Environmental Biology Notes Chapter 1 Part 1

in #environmentalbiology7 years ago (edited)

Here is my first attempt at a real post! These are the notes for part 1 of chapter 1, part 2 coming soon! Feel free to ask questions, make comments/suggestions/corrections. :)

Environmental Biology 1110: Chapter 1 Summary Outline – Understanding Our Environment
Case Study: Renewable Energy in China
The city of Rizhao recently in 2008 became the world’s 5th C-neutral city (along w/ Melbourne, Masdar City, Abu Dhabi, Tocca, Italy, Samso Island, Denmark), i.e., it uses no more energy than it produces. 99% of all households in the city of 3M get hot water and space heating from renewable sources (1M solar panels and hundreds of wind turbines).

That said, 20 of the world’s most polluted and smoggiest cities are in China; dirty coal is still burned for 70% of their electrical needs. 1M children are born each year afflicted by environmentally-caused birth defects. However, they have now grown into the world’s leader in renewable solar/wind energy and produce more solar panels and wind turbines than any other country. Over 1M people work in the clean-energy sector.

State of the Environment:
Population – 7.48B and growing by > 80+M/year (by 2025, > 8B; by 2050, 9 to 10B)

Climate Change – atmospheric CO2 concentration increased > 35% since early 1800s to > 409 mg/L or ppm (measured by Scripps Oceanographic Institute/NOAA at Mauna Loa Observatory, Kona, HI – www.co2.earth ) for April, 2017. Mean global temps will rise 3 to 6 deg F by 2100. 2016 was hottest year in recorded history for third year in succession. First time that has happened since global climate record-keeping began in 1880. Wide-ranging impacts??

Hunger – approx. 1B people are undernourished world-wide. Reasons??

Water Quality - > 1B people lack reliable clean water; water is the “oil” of the 21st century and is already fueling internal and international conflict. 40% of the world lives in regions (many in US!!) where demand outstrips supply and that number will only increase with time. Many of the social roots of terrorism (esp. in arid Middle East and SE Asia) and rebel conflict lie in water and resultant food shortages/availability.

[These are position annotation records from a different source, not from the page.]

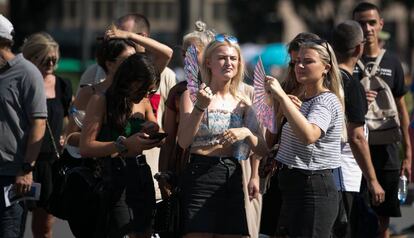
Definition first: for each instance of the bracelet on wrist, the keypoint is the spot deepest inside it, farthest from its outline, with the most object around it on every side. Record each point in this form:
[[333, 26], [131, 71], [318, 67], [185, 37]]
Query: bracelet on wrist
[[199, 108]]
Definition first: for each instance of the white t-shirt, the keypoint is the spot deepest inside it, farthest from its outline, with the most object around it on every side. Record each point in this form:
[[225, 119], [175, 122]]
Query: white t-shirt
[[324, 111]]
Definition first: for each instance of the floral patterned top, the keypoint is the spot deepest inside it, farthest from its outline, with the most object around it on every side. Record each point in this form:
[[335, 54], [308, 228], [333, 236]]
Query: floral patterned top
[[215, 122]]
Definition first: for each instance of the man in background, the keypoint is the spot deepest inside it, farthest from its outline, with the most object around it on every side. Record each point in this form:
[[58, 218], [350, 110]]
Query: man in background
[[23, 116]]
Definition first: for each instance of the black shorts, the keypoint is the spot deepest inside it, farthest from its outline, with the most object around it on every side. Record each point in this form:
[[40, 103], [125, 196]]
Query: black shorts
[[271, 205], [388, 180], [133, 197], [212, 196]]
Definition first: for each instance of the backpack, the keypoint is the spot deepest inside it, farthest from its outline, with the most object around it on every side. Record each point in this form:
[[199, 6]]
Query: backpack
[[382, 118]]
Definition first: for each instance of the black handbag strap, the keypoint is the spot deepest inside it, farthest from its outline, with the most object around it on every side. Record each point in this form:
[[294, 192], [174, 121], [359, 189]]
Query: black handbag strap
[[53, 139]]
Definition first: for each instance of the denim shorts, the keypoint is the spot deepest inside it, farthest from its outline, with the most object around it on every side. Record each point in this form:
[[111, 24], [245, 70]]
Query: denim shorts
[[212, 196], [310, 203]]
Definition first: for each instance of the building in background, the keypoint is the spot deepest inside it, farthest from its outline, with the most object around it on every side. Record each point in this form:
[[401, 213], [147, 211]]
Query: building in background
[[77, 23]]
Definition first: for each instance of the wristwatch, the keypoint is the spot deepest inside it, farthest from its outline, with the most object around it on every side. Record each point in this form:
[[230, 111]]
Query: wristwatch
[[120, 146], [27, 167]]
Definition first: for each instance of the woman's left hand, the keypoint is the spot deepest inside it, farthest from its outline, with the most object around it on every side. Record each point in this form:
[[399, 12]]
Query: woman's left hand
[[150, 127], [233, 135], [253, 188], [115, 33], [296, 101], [273, 85]]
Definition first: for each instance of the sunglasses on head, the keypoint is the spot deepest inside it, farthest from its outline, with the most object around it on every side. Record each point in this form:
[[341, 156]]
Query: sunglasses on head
[[223, 37], [48, 60], [324, 44]]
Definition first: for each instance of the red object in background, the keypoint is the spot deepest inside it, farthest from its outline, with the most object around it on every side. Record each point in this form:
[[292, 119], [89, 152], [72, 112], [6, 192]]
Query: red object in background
[[411, 133], [155, 102]]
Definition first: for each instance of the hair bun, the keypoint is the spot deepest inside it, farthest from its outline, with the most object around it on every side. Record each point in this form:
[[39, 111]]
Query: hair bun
[[200, 26]]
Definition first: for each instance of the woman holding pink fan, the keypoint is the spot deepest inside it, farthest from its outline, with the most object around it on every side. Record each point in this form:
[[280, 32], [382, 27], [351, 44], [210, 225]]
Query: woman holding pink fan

Energy – fossil fuels still provide > 80% of world-wide energy in industrialized countries. Must convert as much of that percentage as possible to cleaner, renewable forms.

Loss of Biodiversity – humans are driving the 6th greatest extinction event in earth’s geological history and > 10K species are currently endangered or threatened and 200 to 2K go extinct every year.

Air Pollution – in developing nations (India, China, Indonesia, Pakistan, etc) air quality is getting worse with time; air currents move pollutants long distances all over the planet. No emission standards for vehicles, power plants, industries. Clean technologies, laws and stable pop growth has made air cleaner in much of Europe, N. America.

Public Health – as more poor people are exposed to improved sanitation, water quality and medical resources, conditions are better in some areas, although many lag behind (“mixed bag”).

Public Education – education and literacy are expanding world-wide in most developing countries, which are learning from mistake of the past by developed countries.

Sustainable Resources and Conservation Efforts – renewed efforts to conserve fisheries, tropical rain forests are improving resource availability in some areas (just not enough!!). Nature preserves and national parks set aside terrestrial and aquatic areas and protect them from development, poaching and unsustainable harvesting.

Renewable Energy – the USD, EU and China are moving ahead with increased use of renewable forms of energy and prices are lower than ever. Lack of comprehensive national energy policies hampers efforts. C-markets and cap-and-trade policies for reducing CO2 emissions (by trading discharge permits) are more and more common in EU.

International Agreements – 1987 Montreal Protocol is one success story, but others are weak, unenforceable.

Our environment comprises the circumstances or conditions that surround an organism or group of organisms; everything that is living and non-living. Includes the natural world as well as the “built” or “engineered” world.

Environmental Science: interdisciplinary study
of how natural world operates
of how the environment affects humans
of how humans affect the environment

We face more and more daunting challenges relating to the environment as time passes.